Ventilator NCPAP - Newborns randomized to this group ventilator NCPAP, of respirators in TIME mode set with the following settings: pressure positive end expiratory (PEEP) 5-6 centimeters of water (cm H2O) and Flow 6-8 liters per minute (L / min).
The success rate of the extubation
The success rate of the extubation and Need for intubation within the first 48 hours after extubation in the three groups
Time frame: Finished The newborns were followed for all interaction until discharge (about 5 weeks).
Correlations of the noninvasive support (correlations with sex, gestational age (IG), total duration of oxygen use, full-time use of mechanical ventilation and bronchopulmonary dysplasia (DBP)

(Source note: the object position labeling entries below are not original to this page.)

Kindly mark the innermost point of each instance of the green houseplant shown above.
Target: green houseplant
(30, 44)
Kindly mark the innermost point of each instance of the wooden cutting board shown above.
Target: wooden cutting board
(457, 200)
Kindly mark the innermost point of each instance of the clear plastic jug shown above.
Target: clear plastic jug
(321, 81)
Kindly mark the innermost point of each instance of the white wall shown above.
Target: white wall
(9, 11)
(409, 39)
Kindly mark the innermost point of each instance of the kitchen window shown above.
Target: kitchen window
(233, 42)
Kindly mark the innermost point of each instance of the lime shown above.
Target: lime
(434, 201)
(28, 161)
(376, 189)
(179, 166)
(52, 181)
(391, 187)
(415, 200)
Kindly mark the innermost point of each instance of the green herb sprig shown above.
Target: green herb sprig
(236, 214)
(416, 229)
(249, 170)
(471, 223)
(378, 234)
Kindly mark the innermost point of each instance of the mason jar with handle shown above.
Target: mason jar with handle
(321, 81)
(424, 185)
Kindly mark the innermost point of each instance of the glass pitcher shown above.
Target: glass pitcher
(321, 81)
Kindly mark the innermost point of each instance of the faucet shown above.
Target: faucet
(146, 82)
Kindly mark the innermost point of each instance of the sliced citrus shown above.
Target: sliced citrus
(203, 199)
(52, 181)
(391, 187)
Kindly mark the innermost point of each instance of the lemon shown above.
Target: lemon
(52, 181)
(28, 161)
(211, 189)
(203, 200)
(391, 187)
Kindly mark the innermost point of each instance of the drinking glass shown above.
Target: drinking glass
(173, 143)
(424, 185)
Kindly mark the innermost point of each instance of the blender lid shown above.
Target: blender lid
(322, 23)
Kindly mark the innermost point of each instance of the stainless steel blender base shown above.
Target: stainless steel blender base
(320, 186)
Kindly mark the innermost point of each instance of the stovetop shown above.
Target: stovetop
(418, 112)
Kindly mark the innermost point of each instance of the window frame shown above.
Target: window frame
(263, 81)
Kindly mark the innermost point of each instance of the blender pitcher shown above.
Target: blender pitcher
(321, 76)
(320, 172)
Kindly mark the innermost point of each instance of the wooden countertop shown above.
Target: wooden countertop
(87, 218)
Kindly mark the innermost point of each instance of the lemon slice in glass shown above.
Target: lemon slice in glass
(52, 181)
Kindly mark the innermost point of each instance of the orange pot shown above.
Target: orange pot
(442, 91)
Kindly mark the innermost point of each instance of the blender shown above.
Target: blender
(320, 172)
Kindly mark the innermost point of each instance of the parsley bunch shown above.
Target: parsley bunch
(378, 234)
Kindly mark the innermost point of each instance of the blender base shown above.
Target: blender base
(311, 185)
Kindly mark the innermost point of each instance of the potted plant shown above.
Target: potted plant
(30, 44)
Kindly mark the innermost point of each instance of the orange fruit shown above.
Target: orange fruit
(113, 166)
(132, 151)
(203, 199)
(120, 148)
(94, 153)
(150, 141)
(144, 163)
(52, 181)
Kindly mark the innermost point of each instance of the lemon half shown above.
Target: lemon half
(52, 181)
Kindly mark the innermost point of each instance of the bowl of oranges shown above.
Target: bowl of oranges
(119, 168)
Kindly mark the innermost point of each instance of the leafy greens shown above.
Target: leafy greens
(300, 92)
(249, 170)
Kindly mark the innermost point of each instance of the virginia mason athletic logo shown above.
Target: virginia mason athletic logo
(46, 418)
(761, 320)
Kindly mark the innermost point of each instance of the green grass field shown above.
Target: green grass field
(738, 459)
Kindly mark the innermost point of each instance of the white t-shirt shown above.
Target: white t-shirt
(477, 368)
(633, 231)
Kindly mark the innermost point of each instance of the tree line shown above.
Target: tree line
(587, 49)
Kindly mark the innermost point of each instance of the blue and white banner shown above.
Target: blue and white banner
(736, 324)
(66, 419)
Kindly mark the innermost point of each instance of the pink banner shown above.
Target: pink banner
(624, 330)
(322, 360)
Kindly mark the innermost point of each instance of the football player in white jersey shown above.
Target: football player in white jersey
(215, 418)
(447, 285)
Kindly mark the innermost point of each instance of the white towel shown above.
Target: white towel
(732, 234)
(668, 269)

Related to noninvasive support and correlations with sex, gestational age (IG), total duration of oxygen use, full-time use of mechanical ventilation and bronchopulmonary dysplasia (DBP).
Time frame: Finished The newborns were followed for all interaction until discharge (about 5 weeks).
The failure and success of the noninvasive support (days of oxygen use, mechanical ventilation (VPM) and occurrence of bronchopulmonary dysplasia (BPD)
The failure vs. success, with the days of oxygen use, mechanical ventilation (VPM) and occurrence of bronchopulmonary dysplasia (BPD)
Time frame: Finished The newborns were followed for all interaction until discharge (about 5 weeks).
Incidence of the diseases during the hospitalization
Incidence of pneumothorax, patent ductus arterious (PDA), retinopathy of prematurity (HOP), peri-intraventricular hemorrhage (HPIV), bronchopulmonary dysplasia (BPD), necrotizing enterocolitis (NEC), nasal injury
Time frame: Finished The newborns were followed for all interaction until discharge (about 5 weeks).
Outcomes at discharge in days (Total number of days in use oxygen, mechanical ventilation and death, and hospitalization duration)
Total number of days in use oxygen, mechanical ventilation and death, and hospitalization duration
Time frame: Finished The newborns were followed for all interaction until discharge (about 5 weeks).